Crítica: Sargaço (dir. Yuri Melo)

Texto: Céuva. Revisão: Tati Magalhães

Ela está prestes a morrer, mas o cinema não

O amor é um construto que ceifa a ignorância de não atentar a dor do outro, assim se faz Sargaço, na beira de um mar, sem qualquer esperança à praia. Dona Ziê mostra em poucas cenas tramas de preocupação que dão o tom que a montagem pouco entrega. Com uma narrativa que se ancora em um roteiro mal trabalhado, o filme atenua construções de perda, dor e desistência. São poucas camadas em uma história densa que tornam o enredo interessante, na margem de uma atuação que também poderia ter sido melhor orquestrada. Acredito que todos entendam a complexidade que mora por trás de um câncer, mas até que ponto devemos nos preocupar junto às personagens, se ante tudo o que o filme nos mostra, não fica claro que se está à beira da morte? Porém, ela vai morrer.
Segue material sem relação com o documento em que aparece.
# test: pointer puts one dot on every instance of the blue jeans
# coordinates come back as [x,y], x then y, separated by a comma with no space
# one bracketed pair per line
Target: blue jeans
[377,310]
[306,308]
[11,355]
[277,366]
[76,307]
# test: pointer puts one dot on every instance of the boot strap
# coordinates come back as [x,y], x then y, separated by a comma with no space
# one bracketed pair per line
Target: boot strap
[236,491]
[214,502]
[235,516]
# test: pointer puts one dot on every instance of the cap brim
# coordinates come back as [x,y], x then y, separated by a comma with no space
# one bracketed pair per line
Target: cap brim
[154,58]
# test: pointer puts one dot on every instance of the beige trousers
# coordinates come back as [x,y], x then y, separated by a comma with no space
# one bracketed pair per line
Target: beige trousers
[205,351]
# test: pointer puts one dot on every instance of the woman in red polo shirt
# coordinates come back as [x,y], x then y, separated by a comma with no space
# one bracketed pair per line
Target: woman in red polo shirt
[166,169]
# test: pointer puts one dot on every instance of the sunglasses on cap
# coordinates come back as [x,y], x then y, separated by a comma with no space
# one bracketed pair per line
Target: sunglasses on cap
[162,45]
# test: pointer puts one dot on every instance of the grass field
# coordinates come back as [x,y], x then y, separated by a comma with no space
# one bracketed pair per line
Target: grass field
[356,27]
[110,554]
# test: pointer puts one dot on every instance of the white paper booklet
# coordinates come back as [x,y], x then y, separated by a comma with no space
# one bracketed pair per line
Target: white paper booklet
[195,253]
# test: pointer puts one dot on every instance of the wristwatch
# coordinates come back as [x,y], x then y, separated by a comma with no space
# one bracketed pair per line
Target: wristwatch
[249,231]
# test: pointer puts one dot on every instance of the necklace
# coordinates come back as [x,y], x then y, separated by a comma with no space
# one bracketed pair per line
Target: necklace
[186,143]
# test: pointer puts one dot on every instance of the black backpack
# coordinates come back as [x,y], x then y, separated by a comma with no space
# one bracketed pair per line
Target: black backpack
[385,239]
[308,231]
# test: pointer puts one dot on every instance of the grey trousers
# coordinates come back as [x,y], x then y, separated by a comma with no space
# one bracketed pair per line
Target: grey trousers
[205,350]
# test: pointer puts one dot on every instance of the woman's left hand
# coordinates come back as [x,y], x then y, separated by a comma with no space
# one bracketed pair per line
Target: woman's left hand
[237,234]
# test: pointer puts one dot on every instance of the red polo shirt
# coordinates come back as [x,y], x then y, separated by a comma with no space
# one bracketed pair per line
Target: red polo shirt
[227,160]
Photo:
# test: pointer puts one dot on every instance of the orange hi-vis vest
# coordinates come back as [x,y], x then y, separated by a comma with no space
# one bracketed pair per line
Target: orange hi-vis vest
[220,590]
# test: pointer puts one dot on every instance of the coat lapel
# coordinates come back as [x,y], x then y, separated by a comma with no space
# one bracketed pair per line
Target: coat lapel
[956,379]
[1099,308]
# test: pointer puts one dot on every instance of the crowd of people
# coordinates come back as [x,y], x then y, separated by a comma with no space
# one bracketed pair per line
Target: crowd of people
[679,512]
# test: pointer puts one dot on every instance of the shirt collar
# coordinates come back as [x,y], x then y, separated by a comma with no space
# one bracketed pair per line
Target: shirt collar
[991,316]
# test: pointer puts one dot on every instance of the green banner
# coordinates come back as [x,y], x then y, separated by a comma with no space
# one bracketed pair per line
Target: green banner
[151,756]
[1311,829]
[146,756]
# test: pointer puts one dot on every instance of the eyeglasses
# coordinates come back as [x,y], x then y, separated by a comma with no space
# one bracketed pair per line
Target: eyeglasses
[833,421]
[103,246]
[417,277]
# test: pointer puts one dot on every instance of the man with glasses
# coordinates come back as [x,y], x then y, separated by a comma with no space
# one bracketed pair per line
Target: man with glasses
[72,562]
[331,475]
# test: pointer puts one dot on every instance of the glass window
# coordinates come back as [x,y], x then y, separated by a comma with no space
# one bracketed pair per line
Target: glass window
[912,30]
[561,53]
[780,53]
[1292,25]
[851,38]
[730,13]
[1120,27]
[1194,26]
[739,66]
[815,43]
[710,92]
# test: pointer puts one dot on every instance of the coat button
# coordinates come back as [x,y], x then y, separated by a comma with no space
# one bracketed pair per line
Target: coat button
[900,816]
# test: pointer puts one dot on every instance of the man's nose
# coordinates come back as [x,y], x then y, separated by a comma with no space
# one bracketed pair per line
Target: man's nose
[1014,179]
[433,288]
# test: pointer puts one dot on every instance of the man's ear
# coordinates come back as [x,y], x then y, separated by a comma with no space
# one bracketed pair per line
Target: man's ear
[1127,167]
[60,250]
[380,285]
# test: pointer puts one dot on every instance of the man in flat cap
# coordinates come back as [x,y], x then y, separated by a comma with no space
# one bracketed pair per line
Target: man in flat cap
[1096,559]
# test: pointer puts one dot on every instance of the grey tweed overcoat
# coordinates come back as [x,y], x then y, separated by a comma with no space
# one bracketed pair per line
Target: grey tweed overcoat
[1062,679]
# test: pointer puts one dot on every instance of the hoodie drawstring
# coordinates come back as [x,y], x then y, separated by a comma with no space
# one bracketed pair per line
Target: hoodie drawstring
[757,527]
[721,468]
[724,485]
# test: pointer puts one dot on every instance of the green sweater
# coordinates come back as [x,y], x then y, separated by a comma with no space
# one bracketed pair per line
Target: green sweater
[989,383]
Fica a cargo do espectador desvendar algumas informações que a direção deixou passar, seja nos diálogos ou na decupagem. A abertura deixada na narrativa causa uma ruptura na sensação do filme, quando as decisões que foram tomadas não ficaram claras no produto. É importante lembrar que o filme se lança a expressar uma paixão direta frente à premissa, o debate das escolhas feitas se estende aqui, restando o suspiro de um fim amarrado, mas em muitos momentos, a dúvida, infelizmente, fica.

Bia já se deixou levar pela morte, e por mais que ame seu companheiro, não há mais o que possa ser feito além de aceitar o destino e se entregar ao mar. Mas ela realmente se entregou ao mar, ou espera por Léo na beira da praia?
À primeira vista, o filme defendido pelo diretor é interessante, com imagens bem feitas, alguns ruídos que distraem a atenção, uma montagem que é usada de forma inteligente pontualmente, além de um roteiro e um nome que instigam uma promessa, mas que deixou a desejar.

Sargaço deixa o espectador em crise, em uma condução narrativa agradável e sentidos dispersos, pois Léo rouba a cena frente a dor de sua amada. O carro estaciona, na espera Bia interpela. Enquanto ouve calada a última fala de Léo.

É sobre os dois? Ou sobre ela e o câncer? Mas seria tão genérica assim a noção que construímos sobre o filme?
Muitos pontos tendem para um debate profundo sobre um cinema que estamos habituados a assistir. Sargaço é um componente importante na curadoria da 14ª Mostra Sururu, pois vai de encontro a uma maré densa, apesar de entregar pouco, salienta com muita iminência a perspectiva de mais portas sendo abertas para artistas independentes e descentralizados do antro cinematográfico alagoano.

Compondo uma atitude ascendente no cenário atual, esperamos cada vez mais que novas experiências audiovisuais cheguem aos olhos do público e resistam à estrutura canônica do cinema local. Precisamos ampliar o discurso da democratização do cinema, já que a pauta existe fruto da concentração dos acessos que acarreta a poda de artistas subalternizados.

Sargaço então, traçando uma trajetória importante para as produções alagoanas, deixa sua marca como primeiro filme de Yuri Melo. E constrói junto a outros artistas na Mostra a lança de resistência, esperança e espaço de que precisamos para sobreviver em um país que estende um débito com a cultura, e que cada vez mais excluí produções da margem. Ainda há muito a ser aprendido, mas a iniciativa, por isso, tem o seu prestígio.